Я хорошо знаю эту прибрежную местность, пустынную, унылую. В период обучения в штеттинской авиашколе я летала над ней каждый день, когда позволяли погодные условия. Я летала на «хейнкелях», «дорнье», «юнкерсах». И вот теперь я лечу на самолетике-блохе, который может уместиться у «хейнкеля» под мышкой.
Мы снова прижимаемся к земле. Я чувствую себя страшно незащищенной. В животе и ногах у меня нарастает ощущение холода, словно они обнажены, поскольку я ожидаю получить пулю именно в живот или ноги. Погода неблагоприятная для полета: ветер переменился на северный и гонит стену облаков, при виде которой бомбардировщики возвращаются на базы. Но не все, пока еще не все. К западу от меня высоко в небе гудят «москито», мигая своими глазками-бусинками над землей Шлезвиг-Гольштейн, где через два-три дня англичане будут пить чай и есть сандвичи с солониной на городских площадях.
Ветер скверный. Он дует сильными порывами, ударяя в крылья, и мне приходится безостановочно орудовать рычагами управления, а так низко это опасно. Мне хочется набрать высоту, но тогда самолет станет виден издали и будет четко вырисовываться на фоне неба, представляя собой удобную мишень.

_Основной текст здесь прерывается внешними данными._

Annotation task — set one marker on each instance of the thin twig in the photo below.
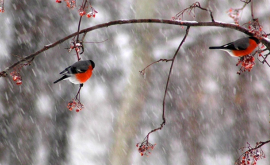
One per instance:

Но окончательно Эрнста доконали не накапливающиеся проблемы с производством самолетов и не необходимость работать бок о бок с Мильхом, который с трудом скрывал презрение при виде положения дел в департаменте. А вторжение в Россию. Казалось, он видел в нем многократно увеличенное отражение своей собственной катастрофы.
До меня доходили слухи о поведении Эрнста в то время: он убегал из своего офиса, истерически крича на адъютанта, и летал из города в город, неожиданно появляясь на заводах с требованием представить данные по объемам производства, а потом вдруг возникал на совещаниях с этими данными, которые показывал всем, почти швырял в лицо, словно в доказательство своего права на существование. Он беспрестанно курил и глотал таблетки горстями, будто леденцы.
Никто не знал, что делать. На самом деле проблема была очень простой и решалась очень просто. Эрнст занимался работой, для которой совершенно не подходил, и ему следовало уйти в отставку.
Сразу после вторжения в Россию я провела с Эрнстом вечер. Он владел собой, но держался напряженно.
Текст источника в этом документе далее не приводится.